One key proposal is to make childcare costs fully tax deductible, as opposed to the current 30% rebate. Jeremenko says in order to have more women in the workplace, and to provide consistency to small business, such a scheme should be considered.
“This is one that touches many families, and childcare affordability is influenced by a range of factors,” he says.
The submission argues childcare assistance is a key area “in which reform is necessary”, and says deductions require study from the perspective of both feasibility and increasing productivity.
“There are highly performing, highly productive women in the workforce and they need to be encouraged,” Jeremenko says.
Another key proposal is to create a type of small business entity. Jeremenko says there are plenty of ways for a business to classify itself, whether it is as a company or a trust – he suggests a small business entity would be a good fit.
“Such a thing could pick up the best bits from all of those structures for a small business.

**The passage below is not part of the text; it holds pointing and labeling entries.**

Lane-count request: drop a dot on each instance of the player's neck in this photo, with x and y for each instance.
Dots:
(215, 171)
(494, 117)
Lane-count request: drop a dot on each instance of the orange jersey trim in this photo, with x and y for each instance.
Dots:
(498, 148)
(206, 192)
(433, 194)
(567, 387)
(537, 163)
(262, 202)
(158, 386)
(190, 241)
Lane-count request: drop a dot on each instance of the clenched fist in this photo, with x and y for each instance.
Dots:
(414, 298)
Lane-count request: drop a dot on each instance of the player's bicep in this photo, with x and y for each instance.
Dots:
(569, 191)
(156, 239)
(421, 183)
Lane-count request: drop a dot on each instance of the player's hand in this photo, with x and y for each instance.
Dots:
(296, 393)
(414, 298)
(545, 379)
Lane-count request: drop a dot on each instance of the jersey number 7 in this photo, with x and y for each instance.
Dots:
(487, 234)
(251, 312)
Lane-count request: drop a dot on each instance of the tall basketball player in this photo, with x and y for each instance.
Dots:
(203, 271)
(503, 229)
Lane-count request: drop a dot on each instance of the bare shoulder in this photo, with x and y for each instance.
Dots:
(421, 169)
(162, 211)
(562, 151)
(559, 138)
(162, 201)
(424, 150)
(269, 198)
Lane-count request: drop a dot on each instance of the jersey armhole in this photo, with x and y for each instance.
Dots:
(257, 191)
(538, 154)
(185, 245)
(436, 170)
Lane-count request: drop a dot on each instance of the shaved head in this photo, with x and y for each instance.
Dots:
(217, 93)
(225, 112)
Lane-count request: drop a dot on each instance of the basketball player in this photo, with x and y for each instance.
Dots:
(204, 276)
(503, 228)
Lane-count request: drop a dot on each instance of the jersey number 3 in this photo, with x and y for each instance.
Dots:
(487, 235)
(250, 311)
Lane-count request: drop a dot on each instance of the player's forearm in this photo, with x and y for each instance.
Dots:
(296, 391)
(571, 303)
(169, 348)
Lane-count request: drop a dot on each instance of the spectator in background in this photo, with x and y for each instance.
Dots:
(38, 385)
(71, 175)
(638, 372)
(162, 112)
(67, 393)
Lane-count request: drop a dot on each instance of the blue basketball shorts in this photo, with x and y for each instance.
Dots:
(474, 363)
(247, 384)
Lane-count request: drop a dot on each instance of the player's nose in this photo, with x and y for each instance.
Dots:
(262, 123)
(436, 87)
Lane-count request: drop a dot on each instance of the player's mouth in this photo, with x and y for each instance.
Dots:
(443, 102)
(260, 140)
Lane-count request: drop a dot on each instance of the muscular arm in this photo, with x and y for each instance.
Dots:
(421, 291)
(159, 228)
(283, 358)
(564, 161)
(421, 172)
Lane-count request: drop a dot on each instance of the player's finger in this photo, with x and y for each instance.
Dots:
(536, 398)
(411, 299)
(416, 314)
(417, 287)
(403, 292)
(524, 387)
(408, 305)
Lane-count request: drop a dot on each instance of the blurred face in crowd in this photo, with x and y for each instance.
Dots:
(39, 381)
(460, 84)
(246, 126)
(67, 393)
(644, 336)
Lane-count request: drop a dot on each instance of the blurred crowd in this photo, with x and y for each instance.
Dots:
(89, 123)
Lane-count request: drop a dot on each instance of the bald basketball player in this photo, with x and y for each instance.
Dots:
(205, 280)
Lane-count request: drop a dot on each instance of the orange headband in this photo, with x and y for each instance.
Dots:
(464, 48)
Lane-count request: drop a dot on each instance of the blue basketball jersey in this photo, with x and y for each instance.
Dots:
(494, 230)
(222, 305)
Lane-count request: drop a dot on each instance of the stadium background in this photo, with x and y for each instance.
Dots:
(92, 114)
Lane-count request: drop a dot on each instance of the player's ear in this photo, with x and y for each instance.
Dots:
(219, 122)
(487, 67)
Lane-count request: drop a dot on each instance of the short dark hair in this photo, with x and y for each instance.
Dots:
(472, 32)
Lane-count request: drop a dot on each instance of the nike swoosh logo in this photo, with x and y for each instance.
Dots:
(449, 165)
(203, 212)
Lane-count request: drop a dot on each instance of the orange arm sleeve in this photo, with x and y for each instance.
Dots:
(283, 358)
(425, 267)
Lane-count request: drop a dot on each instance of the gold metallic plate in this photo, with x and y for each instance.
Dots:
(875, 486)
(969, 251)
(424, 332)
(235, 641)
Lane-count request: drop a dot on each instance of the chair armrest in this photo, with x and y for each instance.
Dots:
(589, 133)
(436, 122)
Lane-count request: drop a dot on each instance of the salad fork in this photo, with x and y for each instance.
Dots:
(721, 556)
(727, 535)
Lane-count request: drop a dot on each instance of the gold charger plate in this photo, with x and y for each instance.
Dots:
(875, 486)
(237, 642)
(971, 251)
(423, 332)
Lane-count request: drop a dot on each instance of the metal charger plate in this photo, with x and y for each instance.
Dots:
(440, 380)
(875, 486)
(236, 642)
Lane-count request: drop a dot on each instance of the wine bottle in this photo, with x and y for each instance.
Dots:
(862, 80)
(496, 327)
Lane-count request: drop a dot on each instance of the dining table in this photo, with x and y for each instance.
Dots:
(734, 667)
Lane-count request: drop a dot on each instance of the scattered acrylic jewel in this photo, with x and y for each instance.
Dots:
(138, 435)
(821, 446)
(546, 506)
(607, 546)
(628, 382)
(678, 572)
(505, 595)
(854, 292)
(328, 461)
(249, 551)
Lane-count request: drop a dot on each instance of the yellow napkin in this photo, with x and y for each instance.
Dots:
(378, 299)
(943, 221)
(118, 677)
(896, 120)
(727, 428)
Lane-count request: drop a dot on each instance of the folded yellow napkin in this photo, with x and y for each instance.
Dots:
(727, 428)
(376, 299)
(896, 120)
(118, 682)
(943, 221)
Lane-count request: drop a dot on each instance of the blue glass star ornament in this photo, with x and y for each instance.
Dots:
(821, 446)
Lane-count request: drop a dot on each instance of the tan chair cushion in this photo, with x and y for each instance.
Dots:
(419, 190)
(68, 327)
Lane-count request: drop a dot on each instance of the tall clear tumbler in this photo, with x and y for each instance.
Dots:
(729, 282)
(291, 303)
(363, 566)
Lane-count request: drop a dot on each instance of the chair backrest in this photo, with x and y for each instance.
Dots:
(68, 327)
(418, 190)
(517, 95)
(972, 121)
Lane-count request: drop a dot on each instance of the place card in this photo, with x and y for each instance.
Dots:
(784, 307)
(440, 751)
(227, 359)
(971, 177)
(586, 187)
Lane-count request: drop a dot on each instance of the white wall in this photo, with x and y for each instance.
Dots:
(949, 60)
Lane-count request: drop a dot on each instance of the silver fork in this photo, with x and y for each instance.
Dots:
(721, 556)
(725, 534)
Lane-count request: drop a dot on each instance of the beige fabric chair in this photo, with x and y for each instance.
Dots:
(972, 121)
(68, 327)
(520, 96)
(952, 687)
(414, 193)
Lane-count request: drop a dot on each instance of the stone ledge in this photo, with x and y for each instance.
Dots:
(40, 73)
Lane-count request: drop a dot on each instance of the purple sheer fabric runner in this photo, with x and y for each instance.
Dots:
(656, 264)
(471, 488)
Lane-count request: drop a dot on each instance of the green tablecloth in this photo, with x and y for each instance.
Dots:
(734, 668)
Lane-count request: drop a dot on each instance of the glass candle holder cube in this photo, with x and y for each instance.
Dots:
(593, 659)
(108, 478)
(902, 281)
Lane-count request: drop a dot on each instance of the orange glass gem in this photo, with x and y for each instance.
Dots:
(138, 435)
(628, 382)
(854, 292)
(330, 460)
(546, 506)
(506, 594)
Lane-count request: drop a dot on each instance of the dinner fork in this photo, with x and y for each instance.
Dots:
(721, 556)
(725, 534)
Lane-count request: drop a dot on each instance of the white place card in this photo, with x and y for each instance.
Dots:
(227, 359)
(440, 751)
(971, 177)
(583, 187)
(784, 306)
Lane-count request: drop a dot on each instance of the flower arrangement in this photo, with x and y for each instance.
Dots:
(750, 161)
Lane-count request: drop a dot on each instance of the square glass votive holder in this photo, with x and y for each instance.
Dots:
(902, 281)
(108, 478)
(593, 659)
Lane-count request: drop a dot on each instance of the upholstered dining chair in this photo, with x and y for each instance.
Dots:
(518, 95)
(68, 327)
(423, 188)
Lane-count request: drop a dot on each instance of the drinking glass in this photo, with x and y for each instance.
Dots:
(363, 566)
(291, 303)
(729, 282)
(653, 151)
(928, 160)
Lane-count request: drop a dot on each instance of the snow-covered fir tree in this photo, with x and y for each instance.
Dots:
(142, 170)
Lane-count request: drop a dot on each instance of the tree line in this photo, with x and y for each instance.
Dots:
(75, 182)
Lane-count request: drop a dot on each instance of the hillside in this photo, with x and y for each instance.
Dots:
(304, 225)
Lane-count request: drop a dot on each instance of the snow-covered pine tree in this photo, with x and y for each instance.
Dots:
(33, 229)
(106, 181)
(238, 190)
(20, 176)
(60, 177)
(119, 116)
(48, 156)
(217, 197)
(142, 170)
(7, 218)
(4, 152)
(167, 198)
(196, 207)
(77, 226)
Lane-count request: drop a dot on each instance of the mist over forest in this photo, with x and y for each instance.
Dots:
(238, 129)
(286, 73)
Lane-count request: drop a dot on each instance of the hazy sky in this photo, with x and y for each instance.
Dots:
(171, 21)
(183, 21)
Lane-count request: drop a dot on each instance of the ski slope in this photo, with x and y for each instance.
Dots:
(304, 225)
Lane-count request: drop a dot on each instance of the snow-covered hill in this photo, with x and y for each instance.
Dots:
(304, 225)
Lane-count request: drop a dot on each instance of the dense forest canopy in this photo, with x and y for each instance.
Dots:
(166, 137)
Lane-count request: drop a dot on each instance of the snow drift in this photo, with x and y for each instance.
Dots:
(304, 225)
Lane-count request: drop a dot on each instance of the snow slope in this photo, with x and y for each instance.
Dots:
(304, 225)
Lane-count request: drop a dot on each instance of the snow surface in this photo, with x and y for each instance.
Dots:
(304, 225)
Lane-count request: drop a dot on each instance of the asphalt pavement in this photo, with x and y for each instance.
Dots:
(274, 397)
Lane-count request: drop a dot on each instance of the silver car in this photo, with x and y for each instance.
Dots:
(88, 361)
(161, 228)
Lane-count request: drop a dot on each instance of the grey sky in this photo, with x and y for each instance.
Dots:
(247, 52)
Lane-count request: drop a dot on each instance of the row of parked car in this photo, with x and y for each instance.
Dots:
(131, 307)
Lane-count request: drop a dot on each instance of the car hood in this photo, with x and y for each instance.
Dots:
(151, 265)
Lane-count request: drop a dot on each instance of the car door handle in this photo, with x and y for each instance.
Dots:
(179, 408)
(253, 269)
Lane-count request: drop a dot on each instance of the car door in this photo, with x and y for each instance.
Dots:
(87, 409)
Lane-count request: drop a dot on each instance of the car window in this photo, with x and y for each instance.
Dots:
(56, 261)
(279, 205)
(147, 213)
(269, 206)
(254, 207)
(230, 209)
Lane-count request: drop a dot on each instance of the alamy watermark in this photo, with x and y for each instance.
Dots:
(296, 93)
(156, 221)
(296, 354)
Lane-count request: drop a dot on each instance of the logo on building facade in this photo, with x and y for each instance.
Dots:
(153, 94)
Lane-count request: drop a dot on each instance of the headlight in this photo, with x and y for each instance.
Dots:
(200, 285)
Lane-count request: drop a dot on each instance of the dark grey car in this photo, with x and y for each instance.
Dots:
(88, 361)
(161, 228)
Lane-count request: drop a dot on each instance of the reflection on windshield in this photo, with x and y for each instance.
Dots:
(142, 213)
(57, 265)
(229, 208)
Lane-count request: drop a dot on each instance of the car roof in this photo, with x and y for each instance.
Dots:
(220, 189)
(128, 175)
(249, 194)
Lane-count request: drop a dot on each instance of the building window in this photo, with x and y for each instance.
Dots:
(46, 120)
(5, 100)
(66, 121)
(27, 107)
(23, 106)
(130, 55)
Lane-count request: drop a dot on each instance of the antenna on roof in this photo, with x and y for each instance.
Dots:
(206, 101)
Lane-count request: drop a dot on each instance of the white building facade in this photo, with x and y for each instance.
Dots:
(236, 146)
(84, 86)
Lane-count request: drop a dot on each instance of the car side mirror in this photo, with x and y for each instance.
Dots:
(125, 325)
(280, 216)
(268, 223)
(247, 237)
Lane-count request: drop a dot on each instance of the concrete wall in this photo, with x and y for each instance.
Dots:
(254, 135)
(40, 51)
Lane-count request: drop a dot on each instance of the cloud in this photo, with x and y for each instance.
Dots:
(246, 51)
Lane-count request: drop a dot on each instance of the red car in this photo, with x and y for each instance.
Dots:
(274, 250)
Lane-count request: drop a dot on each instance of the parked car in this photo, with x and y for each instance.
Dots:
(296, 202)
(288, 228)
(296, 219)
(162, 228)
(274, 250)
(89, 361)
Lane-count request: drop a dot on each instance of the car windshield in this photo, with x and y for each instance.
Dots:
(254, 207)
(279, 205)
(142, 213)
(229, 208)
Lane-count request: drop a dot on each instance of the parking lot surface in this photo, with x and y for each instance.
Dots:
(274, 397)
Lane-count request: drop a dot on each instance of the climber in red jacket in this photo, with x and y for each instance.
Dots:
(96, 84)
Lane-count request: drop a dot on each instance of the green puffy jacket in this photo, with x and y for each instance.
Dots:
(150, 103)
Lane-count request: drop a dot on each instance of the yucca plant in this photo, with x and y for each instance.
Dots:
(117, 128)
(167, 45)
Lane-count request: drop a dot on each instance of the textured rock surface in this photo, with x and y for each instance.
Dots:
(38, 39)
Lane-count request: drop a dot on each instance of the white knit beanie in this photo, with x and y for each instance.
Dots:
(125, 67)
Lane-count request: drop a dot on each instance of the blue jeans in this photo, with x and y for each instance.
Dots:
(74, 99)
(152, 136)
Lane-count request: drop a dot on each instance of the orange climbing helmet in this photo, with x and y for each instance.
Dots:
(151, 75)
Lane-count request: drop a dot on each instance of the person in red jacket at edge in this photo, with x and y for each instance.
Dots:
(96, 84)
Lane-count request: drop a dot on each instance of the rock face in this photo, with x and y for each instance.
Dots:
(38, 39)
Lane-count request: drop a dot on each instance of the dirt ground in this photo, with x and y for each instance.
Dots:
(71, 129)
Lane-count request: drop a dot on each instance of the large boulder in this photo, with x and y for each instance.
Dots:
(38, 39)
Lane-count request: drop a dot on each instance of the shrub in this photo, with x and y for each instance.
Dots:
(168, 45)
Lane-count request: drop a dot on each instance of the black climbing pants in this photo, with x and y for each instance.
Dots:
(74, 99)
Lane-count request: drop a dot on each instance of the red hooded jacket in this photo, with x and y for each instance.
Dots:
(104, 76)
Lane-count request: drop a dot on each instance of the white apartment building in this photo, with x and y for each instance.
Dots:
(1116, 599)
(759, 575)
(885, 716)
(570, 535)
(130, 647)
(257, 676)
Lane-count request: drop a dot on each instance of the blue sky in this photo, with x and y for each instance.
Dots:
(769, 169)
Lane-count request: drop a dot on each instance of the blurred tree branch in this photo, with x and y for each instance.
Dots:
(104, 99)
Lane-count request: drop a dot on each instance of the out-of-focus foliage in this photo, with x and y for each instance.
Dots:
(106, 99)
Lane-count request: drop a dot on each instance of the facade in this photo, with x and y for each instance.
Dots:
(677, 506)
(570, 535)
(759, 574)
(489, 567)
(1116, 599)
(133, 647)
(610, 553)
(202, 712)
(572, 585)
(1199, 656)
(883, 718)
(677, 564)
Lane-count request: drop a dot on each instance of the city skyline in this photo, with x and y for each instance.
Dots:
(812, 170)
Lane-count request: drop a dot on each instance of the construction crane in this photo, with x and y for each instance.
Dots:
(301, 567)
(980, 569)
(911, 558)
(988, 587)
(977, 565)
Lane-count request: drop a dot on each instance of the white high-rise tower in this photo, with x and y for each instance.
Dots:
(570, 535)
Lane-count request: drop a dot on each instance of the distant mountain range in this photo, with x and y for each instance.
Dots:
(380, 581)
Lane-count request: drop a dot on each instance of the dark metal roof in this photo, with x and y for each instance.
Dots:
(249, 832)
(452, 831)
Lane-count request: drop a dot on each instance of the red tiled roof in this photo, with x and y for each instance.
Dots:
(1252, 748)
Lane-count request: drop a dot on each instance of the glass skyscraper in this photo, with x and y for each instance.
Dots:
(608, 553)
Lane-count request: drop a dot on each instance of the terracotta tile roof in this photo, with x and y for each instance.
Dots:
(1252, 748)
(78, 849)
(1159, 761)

It’s not a perfect situation, but we’re floating the idea that it’s possible with some future work.”
Another area of interest is superannuation, especially as reports continue to suggest the government will be targeting self-managed superannuation funds for extra funds. The Tax Institute says the government should also address “the low level and inflexibility of contributions caps”.
“While certain taxpayers on the top individual marginal tax rate may not suffer a punitive outcome from a liability for excess concessional contributions tax at the top marginal tax rate, the cost borne by taxpayers on lower individual marginal tax rates is significantly out of proportion with the cost to the system of excess contributions,” the submission reads.
The submission also argued contribution caps be increased for those under 50, with increases staggered over a number of years, while it also argues greater flexibility for taxpayers to “carry over” the part of the contributions cap that remains unused.
But Jeremenko says the super system requires reform, otherwise workers – and entrepreneurs – will lose confidence in the system.
“If people lose confidence completely, they will decide to put their money elsewhere,” he says.